Dave McGillivray is the race director of the Boston Marathon. In 1978, Dave ran across America from Medford, OR, to Medford, MA, a distance of 3,452 miles. He's completed 141 marathons, including 48 consecutive Boston Marathons. He's logged more than 150,000 miles, raising millions of dollars for charities in the process. He's completed 8 Hawaii Iron Man Triathlons. He once ran 7 marathons on 7 consecutive days on 7 continents.
With Dave McGillivray at the 2018 Flying Pig Marathon in Cincinnati. |
Six months after the 2013 Boston Marathon -- the year of the terrorist bombings -- Dave was diagnosed with coronary heart disease. He underwent triple bypass surgery, slowed down, cleaned up his diet, and lost 30 pounds. The day before the 2014 Boston Marathon, he spoke before the American Medical Athletic Association. After thanking the first responders who had treated the bombing victims the year before, he spoke about several of his running buddies who had gone out on runs and hadn't made it home, felled not by bombs but by heart attacks. "I spent a lifetime trying to be fit," he said, "but I didn't spend time trying to be healthy."

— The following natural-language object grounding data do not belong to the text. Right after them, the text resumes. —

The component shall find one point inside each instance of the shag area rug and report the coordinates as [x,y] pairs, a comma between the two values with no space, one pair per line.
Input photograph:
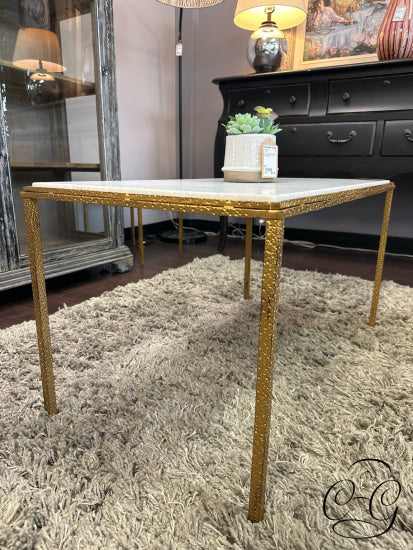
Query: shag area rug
[151,448]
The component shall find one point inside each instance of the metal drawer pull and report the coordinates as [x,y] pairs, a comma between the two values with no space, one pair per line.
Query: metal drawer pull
[408,134]
[352,134]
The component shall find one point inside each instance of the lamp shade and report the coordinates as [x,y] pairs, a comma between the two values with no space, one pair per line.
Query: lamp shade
[38,49]
[249,14]
[191,3]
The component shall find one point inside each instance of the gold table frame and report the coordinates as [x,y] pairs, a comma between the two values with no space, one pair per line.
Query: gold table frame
[275,215]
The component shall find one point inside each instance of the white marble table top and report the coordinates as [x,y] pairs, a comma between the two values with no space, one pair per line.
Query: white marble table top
[282,189]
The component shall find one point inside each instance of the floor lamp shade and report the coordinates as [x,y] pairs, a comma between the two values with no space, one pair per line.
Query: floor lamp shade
[191,3]
[38,49]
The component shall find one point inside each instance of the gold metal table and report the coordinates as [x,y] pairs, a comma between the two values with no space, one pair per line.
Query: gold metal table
[273,202]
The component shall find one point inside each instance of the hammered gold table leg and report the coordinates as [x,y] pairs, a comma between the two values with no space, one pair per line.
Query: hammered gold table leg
[140,237]
[31,210]
[380,257]
[266,351]
[247,270]
[181,232]
[132,225]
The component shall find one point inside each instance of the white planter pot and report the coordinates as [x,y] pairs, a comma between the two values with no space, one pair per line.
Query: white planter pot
[243,160]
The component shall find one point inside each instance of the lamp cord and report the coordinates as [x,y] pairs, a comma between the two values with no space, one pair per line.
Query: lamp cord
[181,10]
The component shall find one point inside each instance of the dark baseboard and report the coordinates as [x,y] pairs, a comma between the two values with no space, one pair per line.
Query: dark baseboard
[398,245]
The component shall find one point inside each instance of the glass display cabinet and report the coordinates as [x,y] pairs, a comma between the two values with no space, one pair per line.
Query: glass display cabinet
[58,121]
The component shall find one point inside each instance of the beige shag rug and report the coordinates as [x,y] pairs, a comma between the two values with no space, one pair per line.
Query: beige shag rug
[156,388]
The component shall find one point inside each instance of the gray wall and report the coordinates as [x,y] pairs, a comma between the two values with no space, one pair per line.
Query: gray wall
[213,46]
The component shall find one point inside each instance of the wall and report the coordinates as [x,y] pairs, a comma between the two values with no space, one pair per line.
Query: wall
[145,72]
[215,47]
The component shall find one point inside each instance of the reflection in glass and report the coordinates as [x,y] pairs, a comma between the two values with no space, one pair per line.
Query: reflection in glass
[47,79]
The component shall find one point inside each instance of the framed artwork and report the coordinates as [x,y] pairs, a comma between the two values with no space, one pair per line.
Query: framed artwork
[339,32]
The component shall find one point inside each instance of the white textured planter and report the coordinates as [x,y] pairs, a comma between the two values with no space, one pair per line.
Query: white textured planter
[243,157]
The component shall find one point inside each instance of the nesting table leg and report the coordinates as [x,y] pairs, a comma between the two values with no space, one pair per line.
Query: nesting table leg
[266,352]
[140,237]
[247,269]
[31,210]
[132,225]
[181,232]
[380,257]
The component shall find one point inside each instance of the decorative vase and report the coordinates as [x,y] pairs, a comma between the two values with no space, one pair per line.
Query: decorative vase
[243,157]
[395,39]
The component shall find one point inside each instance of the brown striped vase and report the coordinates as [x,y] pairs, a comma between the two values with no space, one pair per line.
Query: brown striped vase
[395,39]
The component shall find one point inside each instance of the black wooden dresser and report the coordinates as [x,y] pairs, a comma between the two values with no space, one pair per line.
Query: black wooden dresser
[349,121]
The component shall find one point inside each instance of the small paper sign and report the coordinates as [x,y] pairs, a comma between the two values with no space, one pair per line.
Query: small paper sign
[399,13]
[269,155]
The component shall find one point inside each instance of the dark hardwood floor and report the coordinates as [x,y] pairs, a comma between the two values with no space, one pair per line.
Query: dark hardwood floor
[16,304]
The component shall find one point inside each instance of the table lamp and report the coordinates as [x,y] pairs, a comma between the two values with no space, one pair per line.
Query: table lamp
[267,45]
[38,50]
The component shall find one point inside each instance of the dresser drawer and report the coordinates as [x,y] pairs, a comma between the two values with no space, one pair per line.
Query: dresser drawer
[337,139]
[288,100]
[398,138]
[387,93]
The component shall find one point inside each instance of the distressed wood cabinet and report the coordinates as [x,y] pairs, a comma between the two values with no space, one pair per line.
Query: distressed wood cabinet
[58,121]
[353,121]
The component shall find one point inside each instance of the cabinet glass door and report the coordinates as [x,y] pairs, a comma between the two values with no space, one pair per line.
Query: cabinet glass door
[47,79]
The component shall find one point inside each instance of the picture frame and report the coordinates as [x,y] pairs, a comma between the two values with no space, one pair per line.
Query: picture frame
[338,32]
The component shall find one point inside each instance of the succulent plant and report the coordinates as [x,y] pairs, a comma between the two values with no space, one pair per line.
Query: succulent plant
[245,123]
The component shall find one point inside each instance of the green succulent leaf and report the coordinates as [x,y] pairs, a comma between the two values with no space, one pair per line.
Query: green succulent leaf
[245,123]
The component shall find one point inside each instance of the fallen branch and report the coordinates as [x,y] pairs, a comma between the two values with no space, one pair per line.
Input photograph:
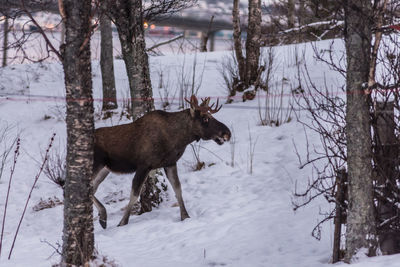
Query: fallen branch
[165,42]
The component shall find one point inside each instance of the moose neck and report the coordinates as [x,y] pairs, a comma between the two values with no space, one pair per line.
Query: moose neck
[186,132]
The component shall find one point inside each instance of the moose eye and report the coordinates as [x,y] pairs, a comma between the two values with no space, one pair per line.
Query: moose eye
[204,120]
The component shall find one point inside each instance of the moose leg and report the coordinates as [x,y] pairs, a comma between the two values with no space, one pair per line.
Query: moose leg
[137,185]
[172,175]
[100,176]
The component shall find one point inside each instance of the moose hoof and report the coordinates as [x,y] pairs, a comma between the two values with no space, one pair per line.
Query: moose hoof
[184,216]
[122,223]
[103,223]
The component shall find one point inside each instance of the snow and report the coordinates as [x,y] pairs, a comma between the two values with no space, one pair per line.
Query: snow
[237,218]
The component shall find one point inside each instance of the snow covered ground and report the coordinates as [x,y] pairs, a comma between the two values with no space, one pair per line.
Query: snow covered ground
[238,218]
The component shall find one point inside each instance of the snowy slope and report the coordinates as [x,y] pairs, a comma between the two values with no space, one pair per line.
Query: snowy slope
[237,218]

Considering the high-stress athletic culture we have in America, "Be healthy, not just fit" is perhaps Dave's most overlooked piece of advice. The stress response activated in athletes is such that the body may not have adequate opportunity to return to normal, leading to a state of chronic stress. Walter Bortz once said, "The body is like a grandfather clock: every day you have to wind it up." But we must wind it up wisely. Just as it's not possible to outrun a bad diet, we can't become healthy by overtraining. There is nothing superhero about pushing when you shouldn't.
What to do?
- Take care of yourself.
- Listen to your body.
- Slow down, and allow yourself plenty of time to recover from your workouts.
- Don't mask pain with medications and anti-inflammatories.
- Don't let running ruin your life.
Believe me, this is one finger pointing at you, and three fingers pointing back at myself.
The harder and busier my days, the more I look forward to a run and the more immunity from stress I derive from the sport. But it's easy to overdo it. Yes, running can make us fit. More importantly, running can make us healthier. The trick is to combine healthy exercise with healthful recovery. It's not one or the other. Running your best is all about relaxing and harnessing the body's inherent ability to heal itself. The goal is to combine moderate, healthy stress with health-inducing recovery that happens naturally and slowly.
Running coaches have a saying:
Training success = moderate stress + adequate rest.
Recovery may be difficult, but it's absolutely essential.